Lloyds branch bidders may also target Northern Rock

LONDON : Bidders targeting the 600 branches being sold by Lloyds Banking Group might view it as the opening salvo in a c
Published June 20, 2011

northern-rock-lloydsLONDON: Bidders targeting the 600 branches being sold by Lloyds Banking Group might view it as the opening salvo in a campaign leading to a bid for nationalised bank Northern Rock.

Last week, Virgin Group head Richard Branson said Virgin Money would consider bids for both Northern Rock and the Lloyds branches, which Lloyds has been ordered to sell by regulators as payback for taking a state bailout during the credit crisis.

New bank venture NBNK has expressed an interest in both assets, while the likes of National Australia Bank UK and supermarket retailer Tesco's banking arm are also seen as contenders.

Analysts said it could make sense for interested parties such as Virgin Money and NBNK to look to snap up both assets.

Whoever buys the Lloyds branches would have to tackle funding problems associated with those assets, but that could be solved by buying Northern Rock and using Northern Rock's deposits and infrastructure to plug that funding gap and iron out any software integration issues.

"If NBNK or Virgin were to buy the Lloyds branches, it would give them the incentive to then buy Northern Rock," said Mediobanca analyst Christopher Wheeler.

"Northern Rock is an infrastructure machine, and they've got deposits," he added.

The disposal of the Lloyds branches and Northern Rock are part of a planned broader shake-up of Britain's banking industry in the wake of the credit crisis.
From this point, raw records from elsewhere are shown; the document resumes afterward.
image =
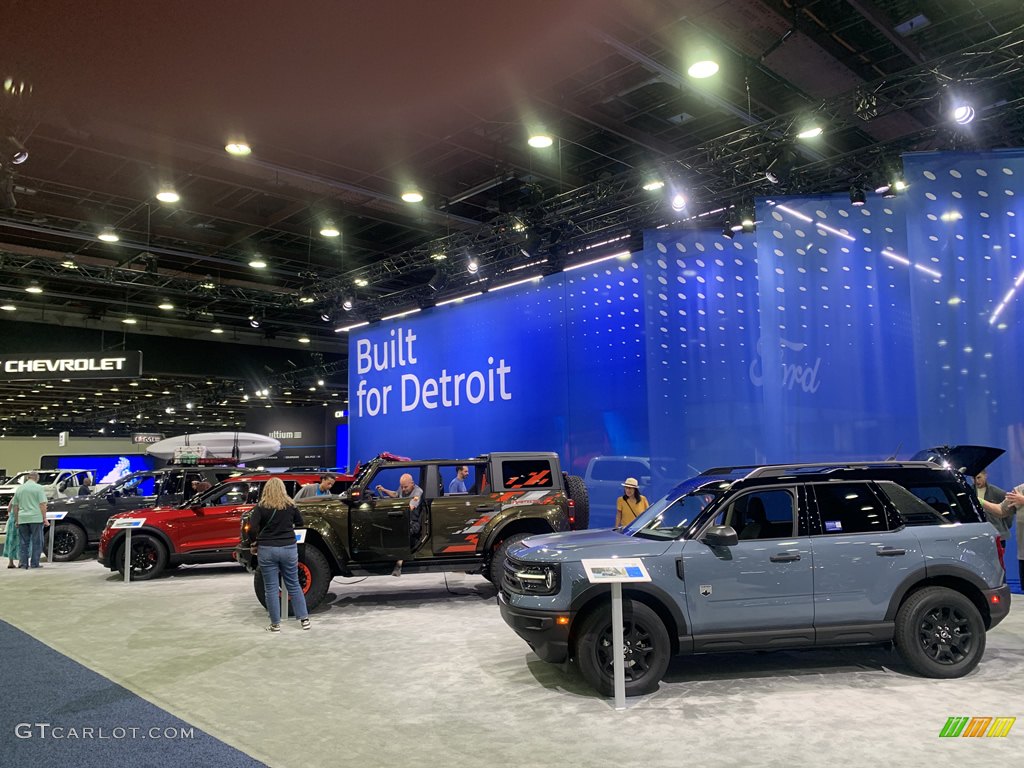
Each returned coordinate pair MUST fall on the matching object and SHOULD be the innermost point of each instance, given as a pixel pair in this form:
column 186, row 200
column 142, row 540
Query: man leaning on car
column 316, row 488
Analysts say the Lloyds assets could be worth about 3 billion pounds ($4.8 billion), while Northern Rock could fetch 1 billion.

Along with having to fully nationalise Northern Rock during the crisis, Britain also had to bail out Royal Bank of Scotland and Lloyds, finishing up with an 83 percent stake in RBS and a 40.6 percent holding in Lloyds.
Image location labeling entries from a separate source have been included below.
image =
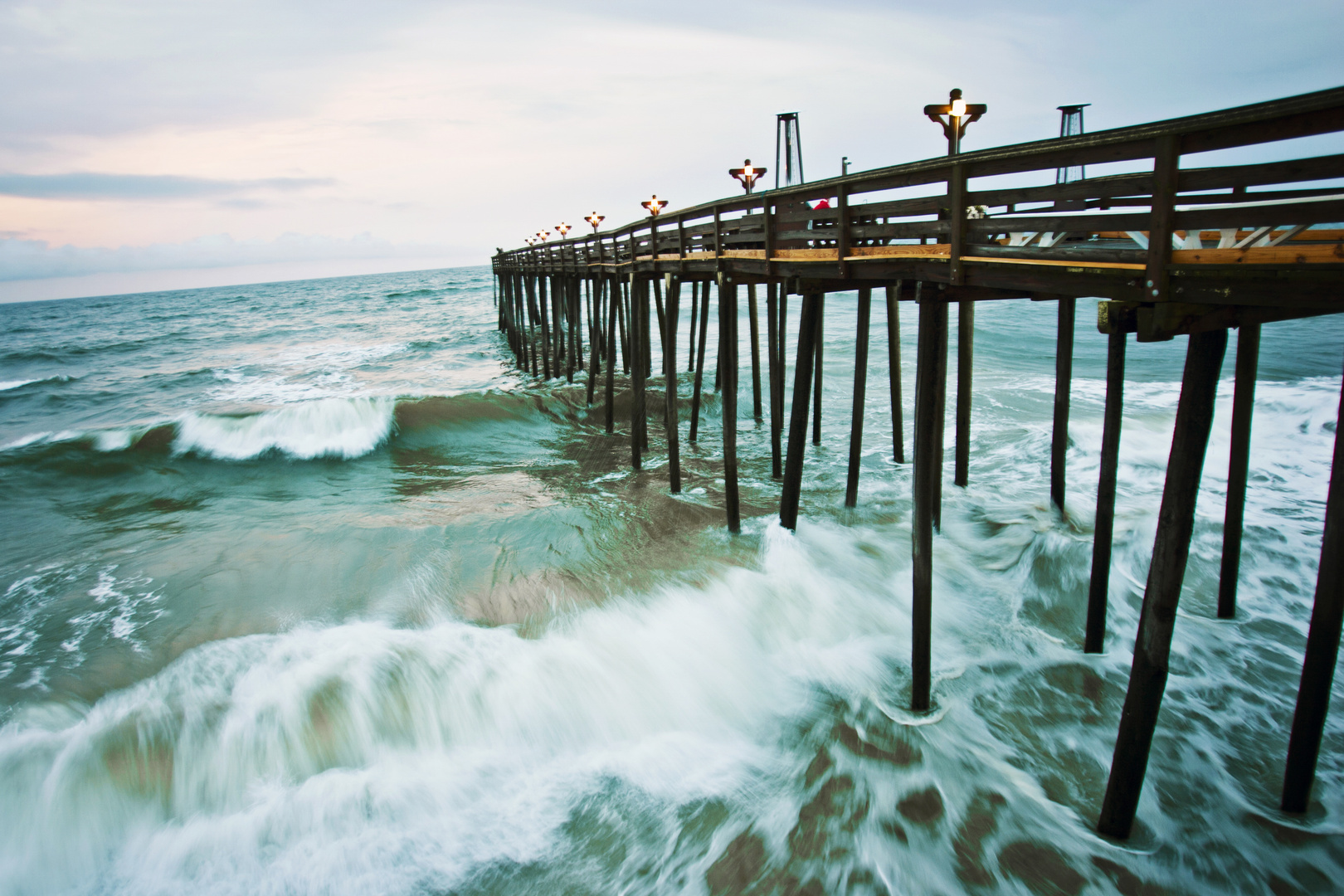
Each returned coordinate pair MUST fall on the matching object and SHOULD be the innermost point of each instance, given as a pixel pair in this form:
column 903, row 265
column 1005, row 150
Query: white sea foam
column 324, row 427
Britain's Independent Commission on Banking (ICB), set up last year to examine reforming the sector, proposed in an interim report in April that Lloyds should sell more than 600 branches to boost competition in the industry.

The ICB also said the Lloyds branches could be combined with the Northern Rock sale to create one big new bank.

Analysts said Lloyds could use the planned sale of Northern Rock in its fight to fend off the ICB's proposal for it to sell even more branches, and could itself push for a sale of both assets to one buyer.

"It would be great if Northern Rock and Lloyds were pushed together," said West LB analyst Neil Smith.

"It would suit the government by creating a big new entrant and it could suit Lloyds as it might make the Independent Commission on Banking less insistent about Lloyds having to sell more than the 600 branches," he added.

There has been widespread interest from potential buyers of both Northern Rock and the Lloyds branches.

Along with banking groups, mutually owned British savings firms -- known in the UK as "building societies" -- such as Coventry Building Society and Yorkshire Building Society have expressed interest in Northern Rock.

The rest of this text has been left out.